Lorena and I rope gunned for other folks that weekend. Rope gunning means you lead routes for beginner climbers, which is great! I love new climbers getting out. The only one issue is I am so done with the same 5 climbs at Penitente Canyon.
For me, the stress of having 7 dogs at camp and my Shasta really pushed my enjoyment. I didn’t know these people. I had to keep putting Shasta in the car, or on the leash – and no one was watching their dogs. I had to constantly be moving dogs away from her on the leash or from the car.
The mood around camp was difficult. There was high tension amongst the group as well. I was tired from work. I was frustrated with my dog. And, when I am frustrated I kind of want alone time. With so many people at camp that proved difficult.

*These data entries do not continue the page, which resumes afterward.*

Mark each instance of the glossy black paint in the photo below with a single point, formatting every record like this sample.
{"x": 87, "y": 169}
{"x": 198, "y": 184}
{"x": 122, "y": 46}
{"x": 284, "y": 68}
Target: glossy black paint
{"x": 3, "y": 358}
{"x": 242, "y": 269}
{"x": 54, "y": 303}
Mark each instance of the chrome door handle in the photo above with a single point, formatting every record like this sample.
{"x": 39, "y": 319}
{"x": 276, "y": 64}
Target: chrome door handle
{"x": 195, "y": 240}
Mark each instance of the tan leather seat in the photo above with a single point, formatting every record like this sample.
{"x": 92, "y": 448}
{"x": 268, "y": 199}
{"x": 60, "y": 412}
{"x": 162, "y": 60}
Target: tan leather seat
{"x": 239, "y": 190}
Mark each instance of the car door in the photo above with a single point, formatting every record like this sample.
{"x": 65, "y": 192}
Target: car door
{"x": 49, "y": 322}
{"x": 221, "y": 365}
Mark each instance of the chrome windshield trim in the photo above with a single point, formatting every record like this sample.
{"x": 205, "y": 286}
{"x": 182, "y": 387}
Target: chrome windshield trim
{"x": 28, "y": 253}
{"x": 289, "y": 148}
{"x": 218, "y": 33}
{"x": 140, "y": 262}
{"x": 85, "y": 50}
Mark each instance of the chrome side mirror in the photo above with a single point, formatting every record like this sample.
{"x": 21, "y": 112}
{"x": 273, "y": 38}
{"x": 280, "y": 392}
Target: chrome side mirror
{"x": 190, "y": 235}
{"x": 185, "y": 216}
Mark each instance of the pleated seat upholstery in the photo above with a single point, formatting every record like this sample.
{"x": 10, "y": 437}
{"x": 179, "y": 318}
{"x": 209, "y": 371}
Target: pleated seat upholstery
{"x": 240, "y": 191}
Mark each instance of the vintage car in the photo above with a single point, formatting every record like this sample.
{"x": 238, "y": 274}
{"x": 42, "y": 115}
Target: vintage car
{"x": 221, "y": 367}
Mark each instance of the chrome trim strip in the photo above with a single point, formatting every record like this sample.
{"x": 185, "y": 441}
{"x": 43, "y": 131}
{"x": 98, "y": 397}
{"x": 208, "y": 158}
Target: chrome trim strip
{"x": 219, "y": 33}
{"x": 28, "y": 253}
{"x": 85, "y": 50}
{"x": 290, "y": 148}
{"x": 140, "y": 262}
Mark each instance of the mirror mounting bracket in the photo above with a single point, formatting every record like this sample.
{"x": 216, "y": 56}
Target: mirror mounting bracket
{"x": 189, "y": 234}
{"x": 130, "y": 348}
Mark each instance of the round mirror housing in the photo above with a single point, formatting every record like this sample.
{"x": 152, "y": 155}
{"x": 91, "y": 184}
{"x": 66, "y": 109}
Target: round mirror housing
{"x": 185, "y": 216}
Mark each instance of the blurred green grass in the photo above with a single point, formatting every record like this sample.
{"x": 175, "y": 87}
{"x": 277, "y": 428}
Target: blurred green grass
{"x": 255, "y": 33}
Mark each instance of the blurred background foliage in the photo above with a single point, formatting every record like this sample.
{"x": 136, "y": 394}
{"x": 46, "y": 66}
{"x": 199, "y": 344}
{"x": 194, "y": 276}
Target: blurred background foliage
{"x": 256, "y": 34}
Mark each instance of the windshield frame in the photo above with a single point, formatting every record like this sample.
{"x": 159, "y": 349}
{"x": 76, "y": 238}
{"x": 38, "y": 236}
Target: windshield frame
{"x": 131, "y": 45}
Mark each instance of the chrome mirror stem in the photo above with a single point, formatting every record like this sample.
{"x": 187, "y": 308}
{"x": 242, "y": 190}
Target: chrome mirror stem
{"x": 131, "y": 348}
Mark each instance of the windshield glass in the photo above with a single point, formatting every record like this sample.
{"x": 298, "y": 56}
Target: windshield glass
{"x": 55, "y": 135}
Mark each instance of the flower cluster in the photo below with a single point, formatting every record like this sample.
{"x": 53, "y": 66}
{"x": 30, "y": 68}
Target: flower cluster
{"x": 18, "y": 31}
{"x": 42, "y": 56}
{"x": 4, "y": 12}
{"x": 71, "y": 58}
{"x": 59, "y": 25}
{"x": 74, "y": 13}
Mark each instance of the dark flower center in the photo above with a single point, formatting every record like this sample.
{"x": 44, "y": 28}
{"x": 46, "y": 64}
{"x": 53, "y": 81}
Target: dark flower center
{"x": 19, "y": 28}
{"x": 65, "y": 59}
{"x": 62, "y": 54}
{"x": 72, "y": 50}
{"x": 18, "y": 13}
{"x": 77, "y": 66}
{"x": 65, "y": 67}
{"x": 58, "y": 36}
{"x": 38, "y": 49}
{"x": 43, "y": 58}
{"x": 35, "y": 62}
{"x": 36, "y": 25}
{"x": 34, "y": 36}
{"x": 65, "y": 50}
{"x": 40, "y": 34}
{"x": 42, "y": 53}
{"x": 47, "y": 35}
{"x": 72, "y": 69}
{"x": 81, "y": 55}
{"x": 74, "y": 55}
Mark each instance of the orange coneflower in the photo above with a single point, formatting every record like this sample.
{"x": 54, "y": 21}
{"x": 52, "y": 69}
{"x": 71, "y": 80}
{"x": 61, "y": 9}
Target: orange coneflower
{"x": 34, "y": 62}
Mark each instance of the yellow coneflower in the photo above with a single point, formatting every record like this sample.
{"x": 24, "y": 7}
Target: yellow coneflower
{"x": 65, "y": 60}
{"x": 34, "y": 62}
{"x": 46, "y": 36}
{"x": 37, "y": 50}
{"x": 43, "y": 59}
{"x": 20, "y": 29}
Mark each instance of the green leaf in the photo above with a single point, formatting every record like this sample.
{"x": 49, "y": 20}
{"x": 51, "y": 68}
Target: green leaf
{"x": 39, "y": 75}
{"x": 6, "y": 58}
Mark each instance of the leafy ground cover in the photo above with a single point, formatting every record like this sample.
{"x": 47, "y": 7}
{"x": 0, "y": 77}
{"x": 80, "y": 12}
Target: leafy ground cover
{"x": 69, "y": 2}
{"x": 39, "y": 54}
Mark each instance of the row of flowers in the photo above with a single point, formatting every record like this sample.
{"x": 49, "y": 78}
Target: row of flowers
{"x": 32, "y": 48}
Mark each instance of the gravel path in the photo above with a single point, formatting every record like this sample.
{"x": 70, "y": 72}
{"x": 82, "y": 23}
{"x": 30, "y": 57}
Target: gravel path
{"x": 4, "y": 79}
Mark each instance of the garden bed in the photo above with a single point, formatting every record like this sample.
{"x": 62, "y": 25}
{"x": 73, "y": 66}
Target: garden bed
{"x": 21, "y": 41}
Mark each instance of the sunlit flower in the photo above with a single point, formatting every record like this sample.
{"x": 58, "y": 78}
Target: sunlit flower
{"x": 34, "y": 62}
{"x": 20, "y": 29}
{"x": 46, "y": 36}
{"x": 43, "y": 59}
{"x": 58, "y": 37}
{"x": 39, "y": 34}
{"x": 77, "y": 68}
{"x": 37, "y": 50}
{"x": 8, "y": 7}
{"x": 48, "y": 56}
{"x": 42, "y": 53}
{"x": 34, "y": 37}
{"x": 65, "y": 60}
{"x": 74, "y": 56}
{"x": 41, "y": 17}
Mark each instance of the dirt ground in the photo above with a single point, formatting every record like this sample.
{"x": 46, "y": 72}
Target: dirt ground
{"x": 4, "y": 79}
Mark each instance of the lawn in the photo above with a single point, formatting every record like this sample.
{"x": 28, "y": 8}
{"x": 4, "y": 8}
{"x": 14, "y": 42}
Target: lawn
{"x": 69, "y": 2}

Even with that said would I do it again, absolutely. There were moments I just loved. One, I didn’t have my boyfriend. I love him, but I enjoyed climbing on my own. It really sends the message to climbing friends, I am independent and can do this on my own and did it on my own before him. And, I met a new friend. It became us three. I loved the dynamic. Three hardcore women, all with professional careers, with bad ass attitudes, that can lead. Here are some pictures from that weekend:
On Sunday, we remarkably were able to fit all of Lorena’s belongings, her and three dogs in my beat up 1997 Subaru. We drove three hours using a crash pad as a make shift barrier, so Shasta didn’t lose it because dogs were in the car. And, yet all smiles. Our motto: always pack the crash pad: make shift couch, make shift sleeping pad (Lorena had to use it as pad she planned on sleeping in the van), make shift dog bed, make shift dog barrier. It’s the dirtbag motto.
Yes, since it was a new group, we did the same climbs. Let’s just say I am over Captain America and How the West Was Won. This group was eager and excited. And, I must say, to have all women leaders is not a bad mix up.
And, yes I did bring Shasta. She did remarkably well. Shasta shared climbing spots and even shared water bowls. I also bought a high powered water gun pistol to use in the future. But, what a difference it makes to have people helping you, redirecting their dogs when your dog is on the leash, it is so much better.